Reopening of the Imperial War Museum: David Cameron’s speech
This was published under the 2010 to 2015 Conservative and Liberal Democrat coalition government
The Prime Minister gave a speech at the reopening of the Imperial War Museum London.
And what a fitting centrepiece this is – a national focal point in which we can all take great pride.
When it was first opened in 1920, this museum opened its doors to those who had experienced the war first-hand.
To mothers who had lost their sons, women who had lost their sweethearts, soldiers who had lost their health and a nation that had lost a generation.
Today, not a single person who visits this building will have served in that conflict.
Very few will remember it – there are only a handful of people still alive in Britain who were aged 10 or more in 1914.
That gives this museum a huge challenge: to bring that past to the present; to turn the sepia to technicolour.
Looking around today, it’s clear you have absolutely risen to that challenge.
You have created something which brings home the reality of the war, the reasons we fought, and why it is relevant to us today. And I’d like to say a word on each.
First, the film footage, photographs, letters, diaries and artefacts truly convey the reality – the sheer enormity – of the First World War.
They show us that this conflict wasn’t just fought on the Western Front. It was fought in the deserts of the Middle East, the plains of Poland, the frozen mountains of Austria, and beyond.
It wasn’t just fought in the trenches. It was fought in the sky, on the seas – even underground, through miles of tunnels.
It wasn’t just Britons who secured Allied victory. It was Indians, Canadians – even a Chinese Labour Corps.
And it wasn’t just men on the frontline. It was boys, too – many of them just a few years older than my own children.
These galleries also show the realities of war closer to home.
And here we can see fragments of shells that rained down on Scarborough; the camisole of a woman rescued from the passenger ship, the Lusitania; even the remnants of zeppelins that bombed London.
Second, this museum helps us think again about the reasons why we fought.
In the century since this conflict began, too many have cast it as a pointless war. One fought by young men who didn’t know why they were fighting or what the objective was.
And that impression is only made more vivid by the war poets and writers who wrote of the colossal waste of life and how futile it all felt.
But we should never forget that those who volunteered and fought believed they did so in a vital cause: to prevent the domination of Europe by one power; to defend the right of a small country – Belgium – to exist.
They were right to believe these things, and that is something that I believe should be remembered and paid tribute to – and this museum is an important part of that.
Third, these galleries succeed in making this war relevant 100 years on.
For me, it’s personal.
Six of my relatives died in the First World War and many others served.

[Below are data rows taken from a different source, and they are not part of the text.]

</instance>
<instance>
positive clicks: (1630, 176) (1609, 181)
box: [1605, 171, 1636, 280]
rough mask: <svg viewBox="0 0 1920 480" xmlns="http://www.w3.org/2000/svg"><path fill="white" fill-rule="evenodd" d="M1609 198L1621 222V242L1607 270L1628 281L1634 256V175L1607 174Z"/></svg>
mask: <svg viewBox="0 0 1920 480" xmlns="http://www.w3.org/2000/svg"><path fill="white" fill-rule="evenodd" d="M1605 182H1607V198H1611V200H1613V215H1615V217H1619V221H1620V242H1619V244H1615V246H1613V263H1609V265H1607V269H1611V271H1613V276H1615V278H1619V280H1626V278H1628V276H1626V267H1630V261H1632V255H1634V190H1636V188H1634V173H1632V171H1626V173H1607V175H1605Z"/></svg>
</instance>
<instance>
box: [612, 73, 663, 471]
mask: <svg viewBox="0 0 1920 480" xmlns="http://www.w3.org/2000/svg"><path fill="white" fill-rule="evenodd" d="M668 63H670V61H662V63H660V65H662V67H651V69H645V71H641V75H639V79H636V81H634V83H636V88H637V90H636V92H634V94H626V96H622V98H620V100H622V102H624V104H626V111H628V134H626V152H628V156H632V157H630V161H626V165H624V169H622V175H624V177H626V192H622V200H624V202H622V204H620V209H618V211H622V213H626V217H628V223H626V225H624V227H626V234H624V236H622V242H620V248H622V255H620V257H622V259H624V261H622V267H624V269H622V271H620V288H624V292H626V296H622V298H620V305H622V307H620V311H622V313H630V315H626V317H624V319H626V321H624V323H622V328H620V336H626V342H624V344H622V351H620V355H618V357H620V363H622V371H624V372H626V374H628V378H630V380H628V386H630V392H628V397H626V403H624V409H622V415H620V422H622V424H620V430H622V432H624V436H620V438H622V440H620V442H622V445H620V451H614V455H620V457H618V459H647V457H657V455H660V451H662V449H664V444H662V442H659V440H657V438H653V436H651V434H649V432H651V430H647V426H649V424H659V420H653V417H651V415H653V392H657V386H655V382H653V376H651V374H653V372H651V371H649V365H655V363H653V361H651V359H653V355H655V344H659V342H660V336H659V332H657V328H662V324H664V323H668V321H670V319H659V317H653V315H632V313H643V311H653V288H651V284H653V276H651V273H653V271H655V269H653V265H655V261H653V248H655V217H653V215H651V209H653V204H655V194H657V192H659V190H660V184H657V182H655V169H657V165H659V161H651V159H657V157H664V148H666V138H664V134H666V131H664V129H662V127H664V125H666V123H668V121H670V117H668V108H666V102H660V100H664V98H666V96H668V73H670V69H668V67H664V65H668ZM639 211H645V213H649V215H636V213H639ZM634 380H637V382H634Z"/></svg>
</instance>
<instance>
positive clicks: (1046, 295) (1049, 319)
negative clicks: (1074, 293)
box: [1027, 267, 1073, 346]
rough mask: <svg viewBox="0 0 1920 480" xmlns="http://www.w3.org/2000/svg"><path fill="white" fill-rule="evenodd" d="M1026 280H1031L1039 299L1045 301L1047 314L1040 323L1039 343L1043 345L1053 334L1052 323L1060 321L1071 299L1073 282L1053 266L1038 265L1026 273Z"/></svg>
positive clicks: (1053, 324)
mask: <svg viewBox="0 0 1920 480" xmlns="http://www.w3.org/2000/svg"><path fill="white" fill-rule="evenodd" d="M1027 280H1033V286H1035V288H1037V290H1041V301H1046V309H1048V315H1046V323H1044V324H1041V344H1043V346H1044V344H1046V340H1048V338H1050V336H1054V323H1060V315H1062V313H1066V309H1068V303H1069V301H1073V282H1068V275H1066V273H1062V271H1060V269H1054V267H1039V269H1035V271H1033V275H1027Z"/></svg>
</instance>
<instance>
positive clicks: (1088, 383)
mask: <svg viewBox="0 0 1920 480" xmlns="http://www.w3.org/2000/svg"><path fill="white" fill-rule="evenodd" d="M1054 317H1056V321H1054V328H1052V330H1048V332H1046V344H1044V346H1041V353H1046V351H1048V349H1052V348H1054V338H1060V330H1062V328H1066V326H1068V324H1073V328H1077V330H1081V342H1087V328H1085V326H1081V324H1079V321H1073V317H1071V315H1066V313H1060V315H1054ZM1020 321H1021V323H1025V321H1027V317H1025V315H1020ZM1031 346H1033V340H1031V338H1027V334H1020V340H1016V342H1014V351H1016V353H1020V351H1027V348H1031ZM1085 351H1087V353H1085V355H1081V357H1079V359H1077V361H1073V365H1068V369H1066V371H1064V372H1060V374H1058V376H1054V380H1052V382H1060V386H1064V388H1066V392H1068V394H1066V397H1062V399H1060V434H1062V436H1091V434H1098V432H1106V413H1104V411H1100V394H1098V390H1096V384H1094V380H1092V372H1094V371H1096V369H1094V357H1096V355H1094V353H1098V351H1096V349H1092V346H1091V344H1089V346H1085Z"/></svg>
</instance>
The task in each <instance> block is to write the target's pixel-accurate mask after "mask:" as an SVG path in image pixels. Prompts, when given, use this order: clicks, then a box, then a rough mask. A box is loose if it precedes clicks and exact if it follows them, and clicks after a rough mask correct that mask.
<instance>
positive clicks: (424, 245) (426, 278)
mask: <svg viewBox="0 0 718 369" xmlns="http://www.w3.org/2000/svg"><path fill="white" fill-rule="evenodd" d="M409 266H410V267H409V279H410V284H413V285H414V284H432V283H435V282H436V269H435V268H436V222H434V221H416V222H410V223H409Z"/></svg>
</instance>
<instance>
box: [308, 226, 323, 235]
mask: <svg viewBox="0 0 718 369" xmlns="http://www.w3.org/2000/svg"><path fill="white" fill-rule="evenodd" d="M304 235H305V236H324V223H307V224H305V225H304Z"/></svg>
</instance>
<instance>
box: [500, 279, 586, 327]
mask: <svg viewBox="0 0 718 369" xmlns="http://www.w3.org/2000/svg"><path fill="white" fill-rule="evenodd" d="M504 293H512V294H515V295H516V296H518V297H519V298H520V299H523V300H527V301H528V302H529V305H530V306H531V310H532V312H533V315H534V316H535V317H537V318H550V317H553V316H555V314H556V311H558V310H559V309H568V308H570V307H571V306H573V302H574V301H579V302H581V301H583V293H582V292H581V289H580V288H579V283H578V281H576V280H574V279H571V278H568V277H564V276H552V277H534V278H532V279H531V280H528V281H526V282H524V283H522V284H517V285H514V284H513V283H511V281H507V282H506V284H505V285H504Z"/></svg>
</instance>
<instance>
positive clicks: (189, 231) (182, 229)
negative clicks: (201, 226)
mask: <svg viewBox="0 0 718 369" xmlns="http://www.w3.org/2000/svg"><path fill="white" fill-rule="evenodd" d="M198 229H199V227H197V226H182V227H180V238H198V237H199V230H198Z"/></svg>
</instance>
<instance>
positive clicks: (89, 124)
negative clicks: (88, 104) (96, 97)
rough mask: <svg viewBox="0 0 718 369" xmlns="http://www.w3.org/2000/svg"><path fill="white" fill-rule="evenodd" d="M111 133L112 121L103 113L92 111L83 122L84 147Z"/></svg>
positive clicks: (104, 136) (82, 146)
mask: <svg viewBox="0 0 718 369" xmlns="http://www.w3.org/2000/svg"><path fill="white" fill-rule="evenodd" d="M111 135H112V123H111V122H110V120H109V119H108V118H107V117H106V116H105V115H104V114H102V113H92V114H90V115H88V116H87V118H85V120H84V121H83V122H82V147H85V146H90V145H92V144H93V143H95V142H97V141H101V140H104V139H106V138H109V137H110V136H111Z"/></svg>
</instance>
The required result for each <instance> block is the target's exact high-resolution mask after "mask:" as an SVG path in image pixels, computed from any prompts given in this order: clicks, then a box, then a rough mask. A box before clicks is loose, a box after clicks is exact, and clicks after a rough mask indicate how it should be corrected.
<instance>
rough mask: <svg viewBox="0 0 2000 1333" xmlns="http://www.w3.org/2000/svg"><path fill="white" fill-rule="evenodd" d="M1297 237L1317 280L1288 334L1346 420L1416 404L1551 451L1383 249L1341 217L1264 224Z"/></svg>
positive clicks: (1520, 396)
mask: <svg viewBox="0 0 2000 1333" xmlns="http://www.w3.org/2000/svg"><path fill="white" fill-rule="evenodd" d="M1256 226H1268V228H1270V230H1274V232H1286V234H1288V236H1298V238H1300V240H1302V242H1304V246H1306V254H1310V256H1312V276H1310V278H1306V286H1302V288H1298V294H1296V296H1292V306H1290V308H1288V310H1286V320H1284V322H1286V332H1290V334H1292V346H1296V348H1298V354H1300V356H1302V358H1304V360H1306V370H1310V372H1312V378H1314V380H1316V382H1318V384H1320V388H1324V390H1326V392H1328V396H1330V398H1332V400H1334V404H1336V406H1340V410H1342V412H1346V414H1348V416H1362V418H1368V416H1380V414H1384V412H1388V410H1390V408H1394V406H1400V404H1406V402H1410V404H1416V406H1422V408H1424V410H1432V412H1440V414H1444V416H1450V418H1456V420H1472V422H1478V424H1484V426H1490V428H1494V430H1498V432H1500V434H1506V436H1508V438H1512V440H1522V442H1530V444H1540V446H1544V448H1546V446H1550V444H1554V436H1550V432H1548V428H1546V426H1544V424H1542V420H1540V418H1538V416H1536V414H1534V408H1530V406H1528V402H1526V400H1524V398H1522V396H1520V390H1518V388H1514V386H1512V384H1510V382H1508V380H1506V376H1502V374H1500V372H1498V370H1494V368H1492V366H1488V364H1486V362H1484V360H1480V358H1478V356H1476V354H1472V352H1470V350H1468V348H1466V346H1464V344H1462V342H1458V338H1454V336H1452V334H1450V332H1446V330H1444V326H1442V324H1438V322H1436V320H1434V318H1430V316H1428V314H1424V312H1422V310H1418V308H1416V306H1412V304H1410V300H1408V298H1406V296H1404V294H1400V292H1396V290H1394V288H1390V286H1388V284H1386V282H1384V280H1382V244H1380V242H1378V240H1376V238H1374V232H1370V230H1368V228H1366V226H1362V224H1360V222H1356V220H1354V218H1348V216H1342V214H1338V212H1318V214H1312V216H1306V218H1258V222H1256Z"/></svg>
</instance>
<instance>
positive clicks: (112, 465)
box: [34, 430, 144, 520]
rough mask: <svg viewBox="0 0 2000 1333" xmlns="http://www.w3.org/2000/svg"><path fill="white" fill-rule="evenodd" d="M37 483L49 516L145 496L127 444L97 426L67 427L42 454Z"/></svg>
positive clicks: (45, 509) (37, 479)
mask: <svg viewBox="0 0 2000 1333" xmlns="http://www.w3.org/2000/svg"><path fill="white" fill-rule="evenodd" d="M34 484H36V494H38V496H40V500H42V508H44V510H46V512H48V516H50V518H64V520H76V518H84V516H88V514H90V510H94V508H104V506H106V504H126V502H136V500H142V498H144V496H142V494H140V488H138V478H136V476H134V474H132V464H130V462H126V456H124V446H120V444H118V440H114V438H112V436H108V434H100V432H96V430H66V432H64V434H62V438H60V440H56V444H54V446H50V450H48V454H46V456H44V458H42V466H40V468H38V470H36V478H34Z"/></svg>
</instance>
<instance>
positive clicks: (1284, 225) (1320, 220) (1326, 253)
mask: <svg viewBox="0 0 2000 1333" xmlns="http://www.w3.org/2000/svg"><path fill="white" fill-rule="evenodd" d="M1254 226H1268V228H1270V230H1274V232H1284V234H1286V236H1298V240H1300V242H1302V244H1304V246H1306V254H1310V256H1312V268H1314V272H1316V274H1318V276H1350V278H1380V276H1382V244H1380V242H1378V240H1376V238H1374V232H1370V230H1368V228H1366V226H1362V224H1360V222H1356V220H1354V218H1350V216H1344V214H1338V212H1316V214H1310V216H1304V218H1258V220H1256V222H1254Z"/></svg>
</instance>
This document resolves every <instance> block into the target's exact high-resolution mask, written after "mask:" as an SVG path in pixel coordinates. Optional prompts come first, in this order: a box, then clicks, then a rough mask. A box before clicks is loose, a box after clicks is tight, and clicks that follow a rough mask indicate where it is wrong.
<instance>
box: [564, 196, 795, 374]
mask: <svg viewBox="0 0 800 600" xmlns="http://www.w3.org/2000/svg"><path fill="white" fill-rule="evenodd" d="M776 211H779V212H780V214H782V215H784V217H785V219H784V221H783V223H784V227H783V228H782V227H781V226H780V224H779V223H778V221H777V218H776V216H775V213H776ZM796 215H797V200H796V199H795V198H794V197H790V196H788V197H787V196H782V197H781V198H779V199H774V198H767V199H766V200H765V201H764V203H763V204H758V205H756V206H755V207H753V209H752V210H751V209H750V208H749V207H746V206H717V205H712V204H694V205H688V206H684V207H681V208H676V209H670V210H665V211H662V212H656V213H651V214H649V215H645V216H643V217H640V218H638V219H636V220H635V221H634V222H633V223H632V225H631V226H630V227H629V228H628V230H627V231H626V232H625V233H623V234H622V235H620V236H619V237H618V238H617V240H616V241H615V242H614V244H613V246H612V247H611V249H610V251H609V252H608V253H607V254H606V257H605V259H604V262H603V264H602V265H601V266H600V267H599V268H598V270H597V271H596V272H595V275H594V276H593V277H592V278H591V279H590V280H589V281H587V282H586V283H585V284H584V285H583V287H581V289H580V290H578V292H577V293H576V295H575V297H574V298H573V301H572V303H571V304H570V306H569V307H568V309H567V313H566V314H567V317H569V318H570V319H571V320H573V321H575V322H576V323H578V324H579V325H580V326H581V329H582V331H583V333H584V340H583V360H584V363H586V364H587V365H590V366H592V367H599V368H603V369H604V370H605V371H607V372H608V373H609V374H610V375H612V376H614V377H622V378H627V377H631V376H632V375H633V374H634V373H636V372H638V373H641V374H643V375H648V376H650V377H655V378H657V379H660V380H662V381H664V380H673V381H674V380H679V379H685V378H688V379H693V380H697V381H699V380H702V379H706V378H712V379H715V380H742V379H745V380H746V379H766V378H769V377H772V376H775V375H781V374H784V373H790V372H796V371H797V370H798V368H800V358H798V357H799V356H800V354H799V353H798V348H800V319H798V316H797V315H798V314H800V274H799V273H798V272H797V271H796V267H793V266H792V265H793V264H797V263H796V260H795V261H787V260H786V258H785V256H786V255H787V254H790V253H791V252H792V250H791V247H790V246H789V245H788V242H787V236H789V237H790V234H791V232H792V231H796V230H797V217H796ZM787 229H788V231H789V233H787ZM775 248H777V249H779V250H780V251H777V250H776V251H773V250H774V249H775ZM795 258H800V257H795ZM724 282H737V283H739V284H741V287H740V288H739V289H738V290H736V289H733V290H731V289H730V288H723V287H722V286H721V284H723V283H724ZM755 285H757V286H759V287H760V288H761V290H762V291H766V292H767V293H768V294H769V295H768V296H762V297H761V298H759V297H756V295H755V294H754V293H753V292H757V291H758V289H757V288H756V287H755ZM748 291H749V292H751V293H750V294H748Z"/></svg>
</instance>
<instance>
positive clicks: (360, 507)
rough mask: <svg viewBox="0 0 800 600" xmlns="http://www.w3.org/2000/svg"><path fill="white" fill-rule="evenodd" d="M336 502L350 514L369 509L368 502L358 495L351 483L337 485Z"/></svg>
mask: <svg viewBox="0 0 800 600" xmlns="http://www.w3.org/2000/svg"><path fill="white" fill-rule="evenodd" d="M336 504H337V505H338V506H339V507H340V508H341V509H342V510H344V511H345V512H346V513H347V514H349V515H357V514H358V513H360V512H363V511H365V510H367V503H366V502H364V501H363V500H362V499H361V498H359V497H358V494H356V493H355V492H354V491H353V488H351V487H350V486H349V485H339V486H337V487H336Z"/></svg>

All around the museum I see flickers of their fates.
Alastair Geddes died in 1915, and the museum has a wallet belonging to a fallen comrade from his regiment.
Hoel Llewellyn was in the Tank Corps, and on display here we have a Mark V tank, the type his Battalion would have used.
Ewan Cameron was gassed, but survived.
And on display we have a soldier’s shrunken glove, showing on clothing what the poison did to soldiers’ organs.
These are just some of my family’s stories; I’m adding others to the museum’s ‘Lives of the First World War’ digital archive, and I would encourage everyone else to do the same.
Because with these family links, I’m not unusual.
We are all descendants of the Great War – either directly or indirectly.
Most of us will have ancestors who fought, many from what is now the Commonwealth; the majority of us will live in a place that lost men; just 50 of Britain’s 17,000 parishes welcomed all of their heroes home. And every single one of us is indebted to that generation – because their legacy is our liberty.
There are certain places in the world where you can feel the magnitude and the solemnity of the First World War, like the Menin Gate, covered with the names of 55,000 who fell but were never found and like the cliffs of Gallipoli, overlooking the beaches of those doomed landings.
The Imperial War Museum is one of those places – showing us so powerfully what our ancestors went through and its relevance to us today.
So thank you once again to everyone involved.
You have created something fitting and lasting – something of which we can all be proud.